This Batman equation thing got me thinking: for an arbitrary curve drawn on the Cartesian plane, can you write a corresponding equation which is not piecewise? What about closed shapes, a la the Batman symbol?
I assume that there are limitations, such as that the curve would have to be differentiable and/or continuous everywhere, but is this possible for any random squiggle? Or is it not?
As has been alluded to in the comments, your question depends on the definition of "equation" and "piecewise function". I'm sure you have some idea ("I'll know it when I see it") what sorts of things you'd like to allow and forbid, and we could try to make this precise in some algebraic way by building functions up out of some collection of "elementary" functions you'd like to start with.

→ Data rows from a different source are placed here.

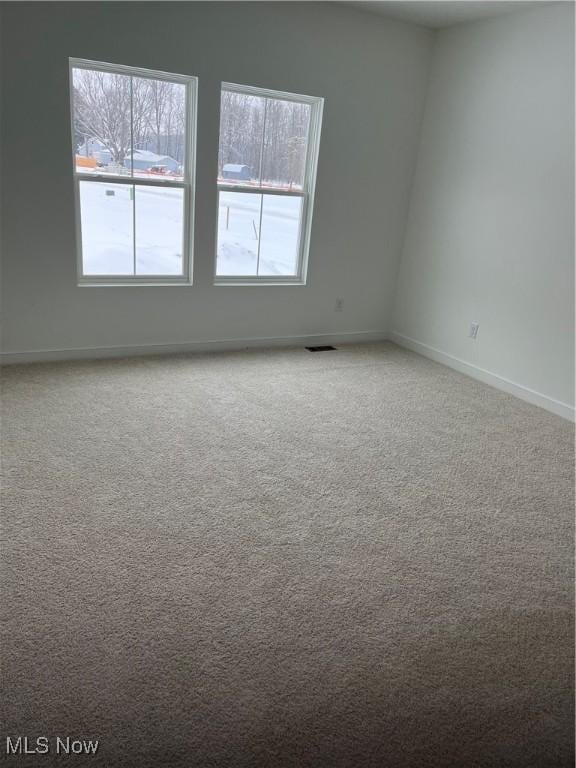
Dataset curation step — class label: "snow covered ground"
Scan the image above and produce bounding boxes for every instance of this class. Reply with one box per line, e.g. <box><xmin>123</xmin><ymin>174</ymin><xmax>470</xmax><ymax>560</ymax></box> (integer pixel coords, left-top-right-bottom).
<box><xmin>217</xmin><ymin>192</ymin><xmax>301</xmax><ymax>276</ymax></box>
<box><xmin>80</xmin><ymin>181</ymin><xmax>184</xmax><ymax>275</ymax></box>
<box><xmin>80</xmin><ymin>181</ymin><xmax>301</xmax><ymax>276</ymax></box>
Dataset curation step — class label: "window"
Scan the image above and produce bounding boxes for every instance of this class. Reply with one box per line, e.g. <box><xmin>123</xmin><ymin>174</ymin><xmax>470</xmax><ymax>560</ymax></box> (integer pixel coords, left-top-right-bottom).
<box><xmin>70</xmin><ymin>60</ymin><xmax>196</xmax><ymax>284</ymax></box>
<box><xmin>216</xmin><ymin>83</ymin><xmax>323</xmax><ymax>284</ymax></box>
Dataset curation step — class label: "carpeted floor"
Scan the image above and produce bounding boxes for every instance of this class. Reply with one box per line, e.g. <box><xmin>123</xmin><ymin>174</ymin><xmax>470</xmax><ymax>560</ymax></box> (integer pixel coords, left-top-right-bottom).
<box><xmin>0</xmin><ymin>344</ymin><xmax>574</xmax><ymax>768</ymax></box>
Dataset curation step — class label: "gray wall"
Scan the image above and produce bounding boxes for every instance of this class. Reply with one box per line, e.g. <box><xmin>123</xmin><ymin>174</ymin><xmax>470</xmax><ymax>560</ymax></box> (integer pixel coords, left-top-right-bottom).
<box><xmin>2</xmin><ymin>2</ymin><xmax>433</xmax><ymax>353</ymax></box>
<box><xmin>394</xmin><ymin>3</ymin><xmax>574</xmax><ymax>412</ymax></box>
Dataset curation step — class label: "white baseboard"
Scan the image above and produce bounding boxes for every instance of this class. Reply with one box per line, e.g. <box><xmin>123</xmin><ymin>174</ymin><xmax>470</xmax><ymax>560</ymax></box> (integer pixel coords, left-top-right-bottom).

However, the functions you end up allowing will likely end up conflicting with the piecewise functions you want to forbid. For example, if you allow squares and square roots, you end up letting the absolute value function in the back door:
$$\sqrt{x^2}=|x|=\begin{cases}x&\text{if }\ x\geq 0\\-x & \text{if }\ x<0\end{cases}$$
Once you have one piecewise function, you can set about making more. Assuming you allow division, you also have
$$\frac{\sqrt{x^2}}{x}=\frac{|x|}{x}=\begin{cases}1&\text{if }\ x>0\\-1&\text{if }\ x<0\end{cases}$$
and hence
$$\frac{\sqrt{x^2}+x}{2x}=\frac{|x|+x}{2x}=\begin{cases}1&\text{if }\ x>0\\0&\text{if }\ x<0\end{cases}.$$
Fiddling around with transformations of the above function, you can essentially make indicator functions of intervals, and from there you can get nearly any piecewise function at all.
All this is to show that it will be very difficult, if not impossible, to formally describe the class of curves which are expressible by equations which you might consider "nice". However, if it's just the shape you're looking for, pretty much anything you could scribble down can be approximated by nice equations, as @Jim Conant points out in the comments.